3 indie mobile games with artsy ambitions
The recipe for a successful mobile game is an essentially unknowable thing. Developers have been chasing the answer for more than a decade now, and with good reason. Recent market research concludes that games generate approximately 85 percent of all mobile app revenue. In 2015, that added up to $34.8 billion worldwide. That’s billion with a “b.”
With thousands of developers chasing a piece of that ginormous pie, the app stores are continually swamped with new games. It’s a healthy ecosystem, creatively speaking. For every massive hit like “Candy Crush” or “Clash of Clans” there are thousands of smaller titles that find modest success by coming up with an innovative game idea – or at least finding a cool variation on an established theme. If you’re in the market for a new time-killer on your phone, here are three recommended indie games with artsy ambitions.
$3.99 / iOS; simogo.com
Moody and atmospheric, this little gem from the small Swedish developer Simogo has won a loyal cult following. It’s a puzzle/adventure game based on some rather grim Swedish mythology and the tradition of the “Arsgang” or Year Walk – a kind of pilgrimage ritual that supposedly grants aspirants a glimpse of the future.

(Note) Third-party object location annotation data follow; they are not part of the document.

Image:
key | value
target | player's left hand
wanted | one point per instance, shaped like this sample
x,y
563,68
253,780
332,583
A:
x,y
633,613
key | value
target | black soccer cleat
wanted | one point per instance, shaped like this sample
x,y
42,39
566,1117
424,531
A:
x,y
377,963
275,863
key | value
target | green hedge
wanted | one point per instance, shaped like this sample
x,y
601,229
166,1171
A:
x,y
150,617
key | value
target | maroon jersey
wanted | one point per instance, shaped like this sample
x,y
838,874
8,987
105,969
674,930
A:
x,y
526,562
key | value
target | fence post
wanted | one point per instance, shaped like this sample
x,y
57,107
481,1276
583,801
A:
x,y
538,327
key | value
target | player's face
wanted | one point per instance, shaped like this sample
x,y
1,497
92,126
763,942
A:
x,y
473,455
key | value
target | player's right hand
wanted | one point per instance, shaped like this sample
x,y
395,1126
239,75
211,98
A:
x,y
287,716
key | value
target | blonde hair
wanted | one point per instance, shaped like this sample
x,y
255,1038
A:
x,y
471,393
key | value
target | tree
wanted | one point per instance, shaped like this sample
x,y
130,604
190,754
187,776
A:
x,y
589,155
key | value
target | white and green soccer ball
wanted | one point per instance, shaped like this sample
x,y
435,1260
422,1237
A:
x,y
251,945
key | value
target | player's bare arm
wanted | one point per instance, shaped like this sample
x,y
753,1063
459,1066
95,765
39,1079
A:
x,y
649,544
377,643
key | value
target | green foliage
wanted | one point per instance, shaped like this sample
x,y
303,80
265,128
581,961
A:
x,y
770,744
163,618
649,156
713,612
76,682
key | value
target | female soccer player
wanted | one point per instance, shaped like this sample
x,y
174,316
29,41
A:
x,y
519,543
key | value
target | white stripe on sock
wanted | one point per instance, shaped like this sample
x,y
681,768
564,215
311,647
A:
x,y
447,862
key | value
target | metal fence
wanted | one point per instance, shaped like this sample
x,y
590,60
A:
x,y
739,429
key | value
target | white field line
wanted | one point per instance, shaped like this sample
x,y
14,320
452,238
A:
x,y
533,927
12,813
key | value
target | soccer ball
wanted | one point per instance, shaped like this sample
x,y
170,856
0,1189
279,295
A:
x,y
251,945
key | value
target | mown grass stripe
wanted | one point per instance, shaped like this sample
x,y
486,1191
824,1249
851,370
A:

The game’s eerie plot line gets genuinely scary toward the end – the story actually evolved from an unproduced screenplay. But the really cool part is how you navigate the game’s cold, dark world. Each frame is a carefully composed 2-D tableau and you move around by swiping left or right on your touchscreen, then tapping designated objects to move forward or back along a virtual z-axis.
It’s a great example of how clever design can leverage the inherent limitations of a tiny phone screen. Proceed further in the game and you’ll find the developers have a real knack for lateral thinking. Certain puzzles may require rotating the phone itself or otherwise manipulating your device’s inputs and accelerometer.
Be forewarned that some of the puzzles and obstacles are difficult. You might want to take notes as you go along. You can download a companion app (for free) that fills in background and origin details on the spooky events and apparitions you encounter. “Year Walk” ultimately plays out like a superior specimen of supernatural horror fiction. Pretty neat. The game is also now available on PC, Mac and Wii U.
$2.99 /Android, iOS; badlandgame.com
“Badland” is one of my personal all-time favorites in the mobile indie game realm. It’s a darkly funny riff on the so-called “flappy game” template, in which you pilot a bird or similar flying object by continually tapping on the screen to gain elevation as you side-scroll through obstacles.
In the world of “Badland,” obstacles means a steadily intensifying series of lethal machines designed to shred your cute little birdy-thing as it flies through a hallucinogenic forest of weirdness. Why do these woods have spinning buzzsaw blades, shooting spikes and hulking industrial machines spewing toxic oil? Because the universe is a cruel place, that’s why. The relentless hostility of the game is the primary running joke.
“Badland 2” introduces a new control system in which you can now flap in both directions, instead of constantly moving to the right. This opens up new spatial options – alternate left and right taps and you can ascend vertical shafts, for instance. The gleefully mean level designers have also added new twists for bending physics, reversing gravity and otherwise messing with the time-space continuum.
$2.99 / iOS; agentagame.com
If you happen to be on a spy novel kick, as I currently am, consider augmenting your book binge with “Agent A,” a stylish and goofy pastiche of 1960s espionage movies.
“Agent A” – subtitled “A Puzzle in Disguise” – is a relatively straightforward point-and-click adventure game. You look for clues, find hidden items, scan your environment, then figure out what to do next. The setup: You’re a secret agent on the trail of Ruby La Rouge, a lovely but lethal femme fatale at odds with your employer, a vaguely British intelligence agency.
You spend the bulk of the game inside Ruby’s modernist mansion, searching for clues and navigating various puzzles incorporating hidden keys, ugly ’60s furniture, a security system and a cat. What helps “Agent A” stand out is the superior production design. The animation is as cool as several dozen cucumbers, with weird angles and pastel colors that evoke Friz Freleng’s classic Pink Panther cartoons. The music is great, too.